The hospitals I know of that brought in hospitalists are attaining higher quality with lower costs. Patient satisfaction is high. The office-based physicians like it because they spend less time in the hospital and more in the office (where reimbursement per minute is better). The one problem I see with the hospitalist model is that some administrators want to keep salaries low, which means that mostly mediocre physicians will be retained (the current VA model).

Floccina writes:

I have to wonder are these hospital visits really helping him at all?

waldo writes:

Accountability, yes, within a plan that includes a comprehensive daily checklist for skin integrity, diet consistency, special instructions, ect. Then any deviation from the plan would be considered neglect.

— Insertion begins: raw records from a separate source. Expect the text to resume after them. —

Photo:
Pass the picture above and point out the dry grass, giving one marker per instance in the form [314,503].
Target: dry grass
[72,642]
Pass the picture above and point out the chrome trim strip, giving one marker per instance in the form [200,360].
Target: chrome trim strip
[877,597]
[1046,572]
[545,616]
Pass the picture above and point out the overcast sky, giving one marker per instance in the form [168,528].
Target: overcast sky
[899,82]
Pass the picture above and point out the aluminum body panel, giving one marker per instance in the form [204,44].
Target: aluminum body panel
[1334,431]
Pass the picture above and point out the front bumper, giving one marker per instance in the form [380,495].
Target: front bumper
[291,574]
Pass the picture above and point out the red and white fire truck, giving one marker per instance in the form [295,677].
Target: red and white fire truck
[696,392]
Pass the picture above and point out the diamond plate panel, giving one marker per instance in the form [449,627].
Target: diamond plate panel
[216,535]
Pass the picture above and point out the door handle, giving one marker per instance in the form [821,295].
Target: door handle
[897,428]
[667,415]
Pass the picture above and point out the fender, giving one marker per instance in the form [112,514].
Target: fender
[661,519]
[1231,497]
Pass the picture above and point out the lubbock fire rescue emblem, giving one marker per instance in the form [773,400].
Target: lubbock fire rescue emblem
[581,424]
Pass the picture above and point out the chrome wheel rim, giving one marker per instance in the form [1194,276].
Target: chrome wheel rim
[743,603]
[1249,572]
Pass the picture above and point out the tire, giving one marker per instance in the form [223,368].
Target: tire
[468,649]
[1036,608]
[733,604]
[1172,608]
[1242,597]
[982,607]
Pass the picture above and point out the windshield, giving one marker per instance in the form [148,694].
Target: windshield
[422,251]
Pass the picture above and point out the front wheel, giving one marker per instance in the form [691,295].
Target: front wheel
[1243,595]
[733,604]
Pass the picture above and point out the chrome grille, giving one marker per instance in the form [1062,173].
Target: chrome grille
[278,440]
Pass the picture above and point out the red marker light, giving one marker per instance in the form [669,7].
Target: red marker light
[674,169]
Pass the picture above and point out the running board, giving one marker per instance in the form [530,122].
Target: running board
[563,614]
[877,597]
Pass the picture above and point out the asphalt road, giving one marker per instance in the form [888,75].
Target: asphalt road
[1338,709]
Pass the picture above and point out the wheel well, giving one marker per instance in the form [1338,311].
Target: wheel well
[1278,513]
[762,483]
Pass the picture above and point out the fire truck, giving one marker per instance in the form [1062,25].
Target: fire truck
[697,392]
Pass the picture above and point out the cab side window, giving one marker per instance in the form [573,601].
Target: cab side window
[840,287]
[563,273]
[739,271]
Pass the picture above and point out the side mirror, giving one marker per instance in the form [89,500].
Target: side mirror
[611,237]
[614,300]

One very arresting issue in quality of care is the treatment of nurses, from within as well as external forces. Nursing at this point lacks a true identity, with to many varying levels of education, pay, and responsibilities. Nurses are often placed in confusing roles, sandwiched in between the demands of physicians and the non-compliance of aides. I think the healthcare industry, and quality of care, would benefit exponentially from the elimination of LPN and Associates level nursing, in favor of more masters level nursing with distinct, well-defined responsibilities.

Thank you for sharing Arnold and I wish your father well.